Wer schützt Schüler vor solchen Bildern?

Alle paar Tage melden bayerische Behörden den Fund perverser Aufnahmen und Videos auf den Handys von Schülern. Etwas vorschnell fordern die Politiker Handyverbote – denn die sind kaum kontrollierbar. Lehrerverband setzt auf mehr Psychologen

AUS MÜNCHEN MAX HÄGLER

Während der Englischprobe ist Brigitte Freitag aufmerksam geworden.

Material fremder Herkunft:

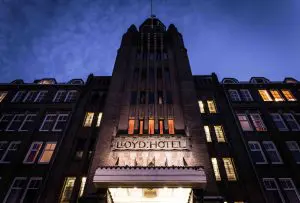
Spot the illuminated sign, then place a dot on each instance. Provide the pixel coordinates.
(151, 143)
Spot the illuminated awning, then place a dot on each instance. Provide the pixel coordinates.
(118, 176)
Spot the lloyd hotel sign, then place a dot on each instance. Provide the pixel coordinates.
(151, 143)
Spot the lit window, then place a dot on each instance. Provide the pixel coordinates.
(288, 95)
(171, 126)
(47, 153)
(292, 122)
(41, 96)
(99, 119)
(15, 190)
(33, 152)
(289, 189)
(207, 133)
(88, 119)
(201, 106)
(219, 133)
(151, 127)
(272, 152)
(67, 189)
(161, 127)
(276, 95)
(15, 122)
(31, 189)
(257, 153)
(71, 96)
(131, 126)
(2, 96)
(265, 95)
(279, 122)
(211, 106)
(258, 122)
(244, 122)
(245, 94)
(295, 150)
(229, 168)
(59, 96)
(30, 96)
(234, 95)
(141, 127)
(8, 155)
(18, 96)
(216, 169)
(83, 181)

Ein Achtklässler, den sie schon einmal beim Spicken erwischt hatte, nestelte allzu auffällig unter Schulbank herum. „Da habe ich unter seinen Tisch geschaut und sah zwei Handys liegen“, erinnert sich die Rektorin der privaten Volksschule Moorenweis an die Schulstunde am vergangenen Mittwoch.

„Der Schüler war auch danach auffällig nervös, eindringlich hat er mich nach der Stunde gebeten, die Geräte wieder herauszugeben.“ Da wollte die Schulleiterin es genauer wissen: „Ich habe sofort gewaltverherrlichende und pornografische Videos gefunden und eine Lehrerkonferenz einberufen,“ erklärte Freitag der taz.

Am Nachmittag wurde die Polizei eingeschaltet, die mit einem halben Dutzend Beamten die Telefone der Jahrgangsstufen sieben bis neun untersuchte – und bei sechs Schülern zwischen 14 und 17 Jahren fündig wurde. „Wir sind dabei auf Videos gestoßen, die leider schon länger im Umlauf sind“, sagt Kriminalhauptkommissar Werner Kraus vom zuständigen Polizeipräsidium Fürstenfeldbruck. „Etwa die Enthauptung eines Soldaten, wohl im Tschetschenien-Krieg, einen Tierporno und das Video von einer Frau, der in den Kopf geschossen wird.“ Nicht der Besitz, aber die Weitergabe solchen Materials ist verboten.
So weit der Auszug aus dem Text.